I remember a period of time when I was surrounded by colleagues literally buzzing with Windows 95. It was coming. We were going to be ready. If we didn’t get on board, we’d be left behind. Anyway, it was going to make things so much easier from a logistical standpoint. The next fiscal year was spent trying to adapt to what turned out not to have been ready for us. What followed, once the bugs had been worked out—aside from further getting used to a new operating system, that is—was our need to accomplish more in a shorter period of time because the competition was able to do the same. So what was supposed to simplify our daily function really just accelerated it.

To serve
That last idea is nothing new. I’m sorry I even mentioned it. Of course technology has made, and is continuing to make life better. The entire world is on board in terms of wanting to communicate and do business with one another. That’s the most important thing. Our problems will sort themselves out, and technology is the key to making our economy grow, and when that happens it’s good for everyone, and don’t forget the part about our resourcefulness making our lives better. It wasn’t that long ago that being able to see photos from the other side of the earth of a city under water before the operation to rescue its residents was underway would have been just a dream. Now it’s a dream come true. I was blogging my outrage at the insufficient rescue efforts and eating a cheese sandwich at the same time! It was so cool! I think my comments were the most clever, and my sandwich was with mayonnaise! Well, it was Miracle Whip actually, which is better ‘cause the jar was about a year old or so, and you know mayo. And this is just one example of how human progress is helping humanity.

Why, just the other day the European Union agreed on an idea to finally tackle the pesky global warming. So that we can stop emitting those darned gases into the atmosphere, we’ll have cars that tell us when to shift gears and when to put air in our tires! For those of you who say that this is a nuisance, I should remind you that we still get to have cars! What do you mean it’s gonna cost an extra coupla thousand dollars? It’ll pay off in what we save on gas? How long? Gee, that’s an awful long time…
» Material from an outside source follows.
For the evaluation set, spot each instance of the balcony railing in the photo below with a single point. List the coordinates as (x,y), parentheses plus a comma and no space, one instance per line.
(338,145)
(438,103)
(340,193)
So when we search for modern solutions to our modern problems, are we serving ourselves or the problems? Is the globe being served by globalization, or Globalization by the globe? Are the latest developments curing our ills, or has modern convenience made life without them unthinkable? Does the economy serve the needs of the masses, or are the masses serving the needs of the market? Or are they just whims being served either way? When every ounce of dough is squeezed out of a consumer when he takes his next step into the future, is he being served as good as he could be? Has my choice of communication made it more effective?